Come si ricorda un suono che non è mai stato ascoltato?
Come si pronuncia un colore nell’oscurità del sonno?
Come si immagina un amore che non è ancora nato?
In un solo modo.
Correva il lontano millenovecentonovantotto, quando ancora l’ombra della coscienza non aveva coperto la fragile superficie di questo pallido corpo. Correva quel lontano anno, quando le convulsioni presero il sopravvento su tutte le mie certezze, e da un giorno all’altro mi ritrovai con il morale relegato in una dimensione parallela e perpendicolare all’onore stesso. Correva quel lontano e fatidico anno, quando conobbi la sofferenza per quello che avrei voluto essere e, con l’inutile senno di poi, non sarei mai diventato. Aprii gli occhi su quello che avrei voluto conoscere, ma le uniche passioni che mi avvolsero furono quelle color terrore. Di me stesso, e di un vocabolario di frasi che non ho mai pronunciato. Di me stesso, e di un insieme di suoni che avrebbe potuto uscire solo in un modo.
In un solo modo.
Ricordo ancora la prima volta che uscii di casa da solo, senza la mano rassicurante di un genitore a tenermi compagnia e infondermi sicurezza. Ricordo ancora il vento che mi salutò il volto promettendomi sensazioni di libertà e illusioni di magico candore. Ricordo ancora come mi lanciai in una corsa liberatrice lungo quella strada che si allontanava da casa, ed era sinonimo stesso di avventura. Ricordo ancora, come fosse successo pochi secondi fa, il modo rovinoso con cui caddi. Le ginocchia inesperte che cedevano al peso di un corpo lanciato ad una velocità precaria verso l’asfalto color cenere e dolore. Ricordo la paura, e le lacrime. Quante lacrime. Tante, ma mai troppe. Che finirono soltanto quando una mano amica mi riportò tra le mura domestiche, e mi curò con un amore materno mai eguagliato. Ricordo ancora quel giorno, e quella tragica corsa che mi segnò per sempre.
In un solo modo.
Come si ricorda un suono che non è mai stato ascoltato? Con le lacrime di un bambino smarrito, perdutosi lungo la lunga via dell’esperienza.

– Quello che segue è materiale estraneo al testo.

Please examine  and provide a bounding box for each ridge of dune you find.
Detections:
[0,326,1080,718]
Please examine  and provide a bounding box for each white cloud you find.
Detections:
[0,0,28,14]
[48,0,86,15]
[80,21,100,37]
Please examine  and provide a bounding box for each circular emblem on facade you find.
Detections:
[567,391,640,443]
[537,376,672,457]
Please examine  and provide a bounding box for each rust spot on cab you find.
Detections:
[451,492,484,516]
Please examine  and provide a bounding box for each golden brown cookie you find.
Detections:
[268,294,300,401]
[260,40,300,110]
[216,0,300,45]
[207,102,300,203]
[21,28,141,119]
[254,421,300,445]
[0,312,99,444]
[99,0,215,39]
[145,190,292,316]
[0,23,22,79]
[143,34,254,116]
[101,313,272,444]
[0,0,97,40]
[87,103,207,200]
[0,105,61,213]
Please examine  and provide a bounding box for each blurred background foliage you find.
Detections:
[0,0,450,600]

Come si pronuncia un colore nell’oscurità del sonno? Soffrendo in silenzio per mille parole mai pronunciate ma che hanno lasciato solchi indelebili nell’anima.

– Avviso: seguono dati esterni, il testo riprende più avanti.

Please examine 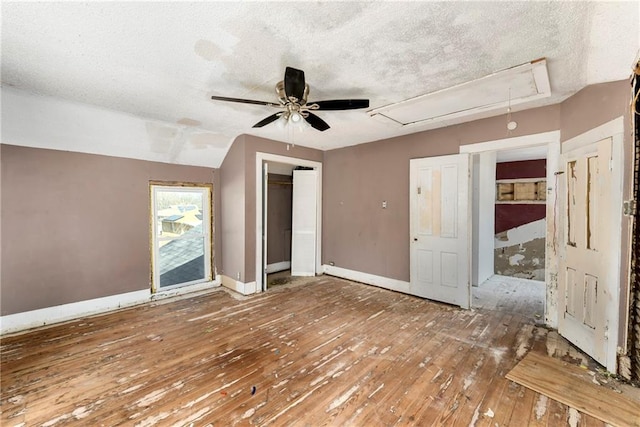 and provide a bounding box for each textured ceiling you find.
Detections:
[1,1,640,166]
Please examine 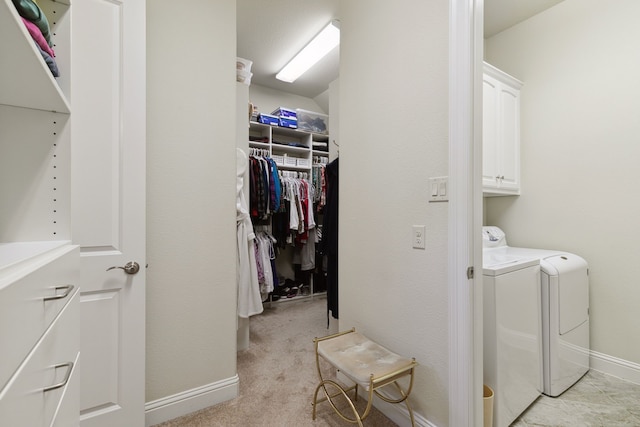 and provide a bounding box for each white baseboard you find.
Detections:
[589,350,640,384]
[144,375,239,427]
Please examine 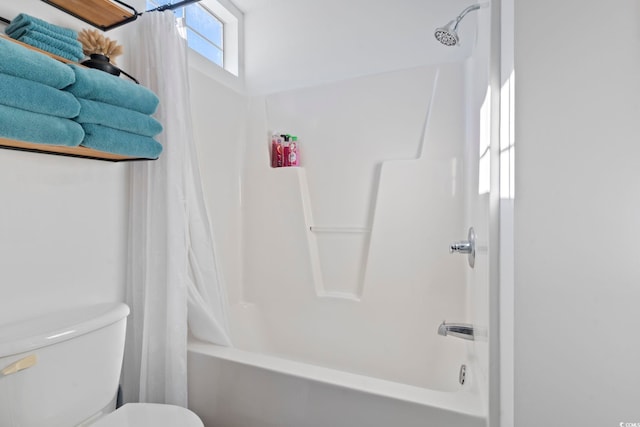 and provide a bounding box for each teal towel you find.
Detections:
[11,30,84,62]
[5,21,82,47]
[0,73,80,119]
[75,98,162,137]
[0,105,84,147]
[65,64,160,114]
[5,13,78,39]
[0,37,76,89]
[82,123,162,159]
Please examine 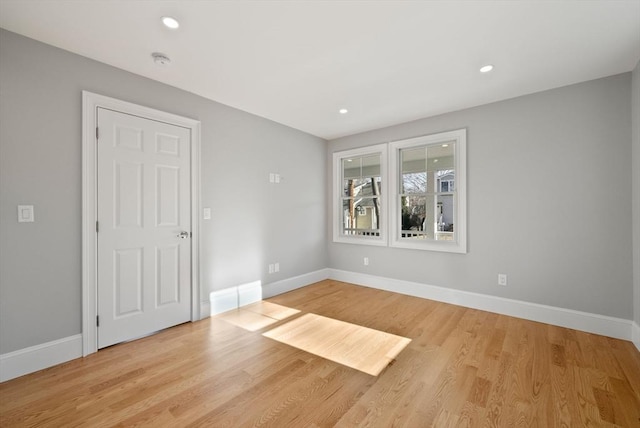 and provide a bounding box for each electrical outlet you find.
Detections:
[498,273,507,287]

Come si immagina un amore che non è ancora nato? Posando la penna, e smettendo di scrivere sentenze su di un foglio che nessuno leggerà mai. Posando la penna, e correndo incontro alla vita senza la paura di ferirsi, o di non riuscire a chiedere aiuto nel momento del bisogno. Posando la penna, ed uscendo da quella stanza buia in cui ci stiamo tenendo compagnia nell’ignoranza del mondo superficiale e ammaliante che ci circonda, con i suoi occhi d’ebano e le mani gentili di chi non ha mai saputo dire di no senza sorridere alla vita stessa. Posando la penna, ed uscendo nel buio di quel giorno estivo che è il simbolo di tutte le nostre emozioni sopite nel vento. Nel mare. Nel sonno della nostra camicia sfortunata. Nel tepore del nostro abbraccio conservato per quell’amore che tutti sognano e pochi raggiungono. Nel ricordo di un bicchiere sbiadito al calore dello stelo di quel fiore che è la lancetta di Morfeo. Nel dimenticare quel quadro tremendo che poteva essere dipinto soltanto da un dio malato, dopo averci visto morire per passione, in un solo modo.
In un solo modo.
In un solo modo


...ho dipinto
una lacrima
con i centoventi
colori del pianto
che solo una lacrima
nel tenue mattino
versa di sera.
Ho dipinto una lacrima
con i centoventi colori del pianto
e sono risorto.
In un solo modo.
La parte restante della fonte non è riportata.